Man argumentiert, die
Entdeckung Amerikas habe eine Kultur zerstört. Ein Wort zum Respekt vor
der Kultur anderer. Warum glauben Sie hat eine Handvoll Spanier ein ganzes
Imperium zerstören können? Weil ein paar gut organisierte Inkas ganze
Völker unterdrückten. Da kamen welche, die gegen die Inkas anzugehen
wagten und schon hatten die Spanier alle Stämme der Küste an ihrer Seite.
Das war eine Kultur der Unterdrückung. Die menschliche Kultur ist eben
immer infiziert, muss immer erlöst werden. Aber nein; man macht aus der
Kultur eine heilige Kuh, wie weiland die Marxisten, wenn sie vom "Volk"
sprachen. Man meinte, das Volk sein einig, heilig, brüderlich und oberste
Kategorie. Und die heutige Kultur? Sie hat der Atombombe, dem Krieg vom
persischen Golf und dem Ausländerhass das Leben geschenkt. Nein,
konzentrieren wir uns lieber auf die Torturen und die Ausbeutung vor 500
Jahren. Ich weiss, Sarkasmus ist kein gutes Argument. Aber hört man den
auf andere Argumente?
Ich meine, wenn man die
Geschichte angeht und be(ver)urteilt, dann soll man es tun aus dem
Bewusstsein eigener Schuld. Wer dazu noch sich eins weiss mit der gesamten
Menschheit und ihrer Geschichte, genau wie der Mensch der Bibel, der mag
auch um Vergebung nachsuchen der Sünden der Vergangenheit. Und woran das
fünfte Jahrhundertgedächtniss uns erinnern sollte und worauf das Plakat
keinen Hinweis anzeigt: es gibt eine Vergebung, ein Schuldnachlass, d.h.

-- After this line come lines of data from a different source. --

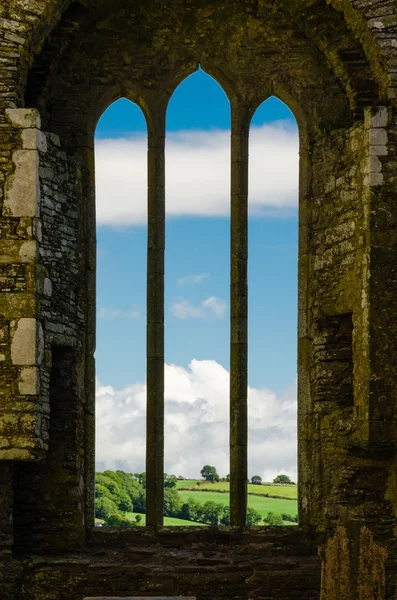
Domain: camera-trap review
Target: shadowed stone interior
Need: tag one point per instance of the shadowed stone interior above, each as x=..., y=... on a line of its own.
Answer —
x=334, y=62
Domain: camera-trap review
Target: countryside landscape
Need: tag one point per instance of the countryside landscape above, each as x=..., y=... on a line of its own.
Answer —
x=120, y=500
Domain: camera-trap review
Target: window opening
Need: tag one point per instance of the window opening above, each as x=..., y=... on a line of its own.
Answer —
x=121, y=209
x=272, y=310
x=197, y=304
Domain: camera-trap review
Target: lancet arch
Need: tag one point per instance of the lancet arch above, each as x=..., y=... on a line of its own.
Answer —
x=63, y=62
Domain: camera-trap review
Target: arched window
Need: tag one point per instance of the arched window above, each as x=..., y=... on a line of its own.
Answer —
x=272, y=310
x=121, y=213
x=197, y=294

die Frohbotschaft von damals erlöst auch den Menschen von heute. Jemand
hat all diese Schuld auf sich geladen und seitdem hat das Gericht nur
darüber zu befinden ob jemand den Losspruch annimmt oder nicht. Es geht
also nicht um wunderbare Konstruktionen sondern darum bei aller
Ausgewogenheit das Wichtigste zu zeigen oder wenigstens anzudeuten.
Haben Sie die
Eröffnungszeremonie der Olympiade gesehen? Ein grandioses Schauspiel. Was
war denn die Botschaft? Ein mythisches Spektakel. Hinter den Galeeren
konnte man, wenn man sich anstrengte, einen indirekten Schlenker in
Richtung von der Entdeckung Amerikas sehen. Haben Sie irgend eine
Andeutung gesehen, dass das Evangelium mitgetragen wurde? Nun, die
spanische Regierung ist sozialliberal, mann sollte vom Pferd keine
Kuhmilch verlangen. Sie sind aber nicht sozialliberal, nicht wahr?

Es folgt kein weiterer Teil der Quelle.